D. Mimi’s OSC re Support
Mimi also contends the trial court erred by refusing to rule on her motion filed on October 12, 2006. The court noted Mimi’s motion was unclear, had not been properly served, lacked a proof of service, and there was no accompanying income and expense declaration which was “required on any economic request[.]” It ordered the motion dismissed without prejudice, inviting Mimi to “file it properly in the future.”
We can find no fault with the court’s order. The record indicates the trial court sincerely attempted to ascertain what relief it was that Mimi sought, but could not. We have reviewed Mimi’s motion and agree it is unclear. On the form motion, Mimi checked boxes indicating the motion was to establish arrearages in support and modify spousal support. Mimi claimed Marvin owed her almost $63,000 in support arrearages under an order entered May 10, 2004. The order is not in the record on this appeal. The form motion states a modification in spousal support was being sought, but does not indicate the amount. In an attached declaration, Mimi makes an uncertain reference to the sum of $13,000 a month.
Mimi asserts the absence of an income and expense declaration was not material and the court could have proceeded without one. We disagree. California Rules of Court, rule 5.128 is mandatory: “(a) A current Income and Expense Declaration (form FL-150) or a current Financial Statement (Simplified) (form FL-155), when such form is appropriate, and a current Property Declaration (form FL-160) must be served and filed by any party appearing at any hearing at which the court is to determine an issue as to which such declarations would be relevant. ‘Current’ is defined as being completed within the past three months providing no facts have changed. Those forms must be sufficiently completed to allow determination of the issue.” (Italics added.) A rule of court phrased in mandatory language is generally binding on the courts. (See In re Marriage of Steiner & Hosseini (2004) 117 Cal.App.4th 519, 524.)
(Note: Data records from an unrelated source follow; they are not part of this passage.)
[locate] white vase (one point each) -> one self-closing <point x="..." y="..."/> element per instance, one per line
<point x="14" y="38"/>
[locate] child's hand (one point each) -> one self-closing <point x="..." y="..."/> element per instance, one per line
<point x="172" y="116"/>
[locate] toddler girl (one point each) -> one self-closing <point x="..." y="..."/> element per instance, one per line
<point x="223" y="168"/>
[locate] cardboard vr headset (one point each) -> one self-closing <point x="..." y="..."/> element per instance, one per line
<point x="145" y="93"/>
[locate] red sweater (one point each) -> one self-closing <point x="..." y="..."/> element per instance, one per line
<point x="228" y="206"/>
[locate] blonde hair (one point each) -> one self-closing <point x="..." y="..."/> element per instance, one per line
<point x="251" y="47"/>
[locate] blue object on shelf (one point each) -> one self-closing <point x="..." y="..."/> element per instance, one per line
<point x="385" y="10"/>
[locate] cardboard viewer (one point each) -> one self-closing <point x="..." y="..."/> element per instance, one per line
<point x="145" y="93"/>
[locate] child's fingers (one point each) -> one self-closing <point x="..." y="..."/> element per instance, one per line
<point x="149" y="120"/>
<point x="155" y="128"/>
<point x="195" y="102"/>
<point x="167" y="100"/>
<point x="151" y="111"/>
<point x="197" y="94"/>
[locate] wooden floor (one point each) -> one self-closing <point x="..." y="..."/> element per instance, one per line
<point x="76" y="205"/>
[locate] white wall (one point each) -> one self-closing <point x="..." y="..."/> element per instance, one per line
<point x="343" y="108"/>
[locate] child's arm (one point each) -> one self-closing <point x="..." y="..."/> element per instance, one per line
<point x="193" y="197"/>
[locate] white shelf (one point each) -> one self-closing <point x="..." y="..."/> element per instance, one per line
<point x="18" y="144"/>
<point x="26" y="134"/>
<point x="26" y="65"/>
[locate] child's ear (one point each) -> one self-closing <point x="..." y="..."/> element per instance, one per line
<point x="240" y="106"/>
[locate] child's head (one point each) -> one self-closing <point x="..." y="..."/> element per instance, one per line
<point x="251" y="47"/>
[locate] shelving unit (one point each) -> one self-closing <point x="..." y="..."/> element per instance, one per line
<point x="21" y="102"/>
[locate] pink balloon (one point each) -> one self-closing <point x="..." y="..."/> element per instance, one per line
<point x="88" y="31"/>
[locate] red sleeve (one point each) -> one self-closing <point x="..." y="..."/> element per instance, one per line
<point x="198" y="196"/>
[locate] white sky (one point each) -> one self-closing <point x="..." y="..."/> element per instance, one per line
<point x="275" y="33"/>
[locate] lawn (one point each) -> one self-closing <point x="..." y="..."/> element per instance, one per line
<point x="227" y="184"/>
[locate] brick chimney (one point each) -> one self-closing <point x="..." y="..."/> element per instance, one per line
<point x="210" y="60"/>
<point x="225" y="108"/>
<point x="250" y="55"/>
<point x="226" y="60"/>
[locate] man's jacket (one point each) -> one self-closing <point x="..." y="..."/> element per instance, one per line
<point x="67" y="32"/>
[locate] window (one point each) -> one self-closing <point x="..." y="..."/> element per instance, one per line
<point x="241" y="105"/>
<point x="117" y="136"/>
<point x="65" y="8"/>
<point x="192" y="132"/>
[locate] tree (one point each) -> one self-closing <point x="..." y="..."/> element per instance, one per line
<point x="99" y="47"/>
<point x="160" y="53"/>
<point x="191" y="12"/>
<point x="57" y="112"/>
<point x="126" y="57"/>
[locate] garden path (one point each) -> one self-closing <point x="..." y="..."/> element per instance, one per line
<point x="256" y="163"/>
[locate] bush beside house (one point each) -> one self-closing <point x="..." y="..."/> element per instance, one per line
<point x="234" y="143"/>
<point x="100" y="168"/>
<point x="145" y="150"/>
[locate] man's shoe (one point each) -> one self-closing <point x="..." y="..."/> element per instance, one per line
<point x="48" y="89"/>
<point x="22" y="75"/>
Mimi’s assertion an income and expense statement was not relevant to the issue of arrearages does not alter our conclusion—she was also seeking a modification of support and the declaration was directly relevant to such a request. We reject Mimi’s suggestion other infirmities with her motion, such as the lack of proper notice, should have been overlooked by the court because support orders are frequently made on an ex parte basis. And in any event, given that the court dismissed the motion without prejudice leaving Mimi free to file a proper motion with the proper supporting documentation, we cannot see how she has been prejudiced.
III DISPOSITION
The postjudgment order is affirmed. Respondent is awarded his costs on appeal.
WE CONCUR: RYLAARSDAM, ACTING P. J., FYBEL, J.